Sihanouk claimed he intended to live quietly in retirement. But no one was counting Sihanouk out yet. He had indicated his intention to live in Phnom Penh probably in the palace in close proximity to King Sihamoni. Speculation was that Sihanouk would seek to mentor his son as King. There were also rumors that Sihanouk may someday reenter the political fray openly, possibly by starting his own political party. As far fetched as that may sound, Sihanouk abdicated the first time in 1955 precisely so that he could play an overtly political role and become prime minister.
Ranariddh professed support for his brother Sihamoni as King and voted for Sihamoni in the Throne Council. Nevertheless, there was ongoing speculation in Phnom Penh that Ranariddh still hoped one day to ascend the throne. While the selection of Sihamoni probably portended greater stability in Cambodia, observers could not rule out a tense period upon Sihanouk's eventual passing. Sihamoni had been King for only 24 hours, and the rumor mill in Phnom Penh was already churning out speculation that Ranariddh may still hope to succeed his half-brother, possibly upon Sihamoni's eventual abdication.
There was initially no indication of any negative impact of Sihamoni's ascension on the throne. The process by which Sihamoni was chosen was remarkably peaceful and orderly, which boded well for stability in Cambodia. At the same time, observers knew little of Sihamoni's political views.
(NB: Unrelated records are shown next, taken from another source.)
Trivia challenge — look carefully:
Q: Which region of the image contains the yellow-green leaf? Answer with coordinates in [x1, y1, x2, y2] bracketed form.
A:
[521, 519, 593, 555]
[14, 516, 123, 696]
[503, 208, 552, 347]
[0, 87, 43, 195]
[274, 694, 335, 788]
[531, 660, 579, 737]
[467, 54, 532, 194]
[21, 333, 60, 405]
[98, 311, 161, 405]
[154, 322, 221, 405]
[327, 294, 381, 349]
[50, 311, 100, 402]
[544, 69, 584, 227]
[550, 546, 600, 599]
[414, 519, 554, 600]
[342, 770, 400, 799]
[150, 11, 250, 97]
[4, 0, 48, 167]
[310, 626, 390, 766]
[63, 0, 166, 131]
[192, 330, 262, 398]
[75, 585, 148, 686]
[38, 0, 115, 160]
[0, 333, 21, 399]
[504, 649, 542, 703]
He has a close attachment to France and is a French citizen. Since Sihanouk became King in 1941, U.S. relations with the palace had often been rocky or worse.
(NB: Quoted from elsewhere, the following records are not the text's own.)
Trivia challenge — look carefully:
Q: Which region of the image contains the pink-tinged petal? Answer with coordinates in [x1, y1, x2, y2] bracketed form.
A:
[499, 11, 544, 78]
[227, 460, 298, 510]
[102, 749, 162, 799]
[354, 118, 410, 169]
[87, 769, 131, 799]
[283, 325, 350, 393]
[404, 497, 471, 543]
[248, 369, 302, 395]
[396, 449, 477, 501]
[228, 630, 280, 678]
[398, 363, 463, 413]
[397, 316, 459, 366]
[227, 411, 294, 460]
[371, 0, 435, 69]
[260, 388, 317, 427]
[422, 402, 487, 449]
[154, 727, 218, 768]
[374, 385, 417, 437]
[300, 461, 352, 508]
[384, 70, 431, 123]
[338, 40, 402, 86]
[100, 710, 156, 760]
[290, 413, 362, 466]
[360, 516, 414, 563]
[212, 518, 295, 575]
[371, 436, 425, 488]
Sihamoni, a one-time ballet dancer and cultural ambassador, is seen as completely apolitical and has given little problems to Hun Sen or his senior officials, raising expectations that the prime minister, who said he will remain in power for another decade, will keep the monarch. There is no reason to expect that Hun Sen will act against the monarchy in its present form, despite his occasional highly critical comments on some members of the Cambodian royal family.
King Sihamoni followed a strictly correct role as king without any hint of involvement in political issues. He is relatively young and in good health, and could remain on the throne for many years to come. King Sihamoni is unmarried and has no children, but this does not threaten the succession because Cambodia's constitution provides for an elective monarchy drawn from descendants of the 19th century monarch, King Ang Duang.